By the end of the 15th century Leiden was the largest city in the county of Holland. This was largely due to the international cloth-making industry. The economic tide began to turn with the advent of the 16th century, however. The reformation led to mass prosecution of Protestants. In 1572 Leiden joined the Dutch resistance against Spain's oppression. The city was occupied by the Spanish.
The people of Leiden succumbed to disease and starvation and the Spanish nearly conquered the city. However, they successfully drove the troops out on 3 October 1574. The great liberation, known as Leidens Ontzet or the Relief of Leyden, is still lavishly celebrated today. This huge party is not the only result of the Spanish occupation; the city also allegedly was given the university as a reward for its heroic resistance.
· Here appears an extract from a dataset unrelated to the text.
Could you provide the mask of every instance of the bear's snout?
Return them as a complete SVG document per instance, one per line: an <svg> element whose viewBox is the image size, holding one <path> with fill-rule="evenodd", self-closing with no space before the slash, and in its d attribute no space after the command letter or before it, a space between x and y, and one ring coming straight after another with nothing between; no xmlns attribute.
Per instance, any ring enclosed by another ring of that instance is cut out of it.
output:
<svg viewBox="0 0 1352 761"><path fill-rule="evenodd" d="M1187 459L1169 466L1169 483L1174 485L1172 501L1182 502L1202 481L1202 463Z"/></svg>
In 1575, Leiden had the distinction of becoming the first city in the northern Netherlands to have a university. Leiden University became one of the leading universities in Europe and the tremendous degree of freedom of conscience stimulated the school's growth. Leiden University also founded the Hortus botanicus as a medicinal herb garden. It was the start of the Medical department, from
which the LUMC eventually emerged. This medical research centre and its spin-offs have, in turn, brought forth the Bio Science Park.
The Relief of Leiden
The Relief marked the beginning of a new Golden Age. In 1577 tens of thousands of Dutch people from the south flocked to Leiden on account of their Calvinist faith. These were experienced textile workers and business people who helped revive the failing wool industry in Leiden with new products, techniques, capital and labour.
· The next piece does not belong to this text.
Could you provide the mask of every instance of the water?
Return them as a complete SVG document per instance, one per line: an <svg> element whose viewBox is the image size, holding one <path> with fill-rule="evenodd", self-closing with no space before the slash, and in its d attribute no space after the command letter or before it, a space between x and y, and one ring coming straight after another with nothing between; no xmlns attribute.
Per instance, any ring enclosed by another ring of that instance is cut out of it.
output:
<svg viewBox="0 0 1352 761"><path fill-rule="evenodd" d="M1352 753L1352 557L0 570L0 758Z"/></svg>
Leiden was the second largest city in the Republic after Amsterdam. The population quadrupled despite major plague epidemics. The city was expanded in 1611, 1644 and again in 1659 and the network of canals was laid out in its current incarnation. At the height of the boom around 1670 the city was densely populated by some 60,000 people.
Nowadays, the restored historic city centre is an especially pleasant place to live. With all of its monuments, museums, ancient alleyways, canals and moats, Leiden also continues to attract an increasing number of tourists and day visitors who appreciate the city's charms.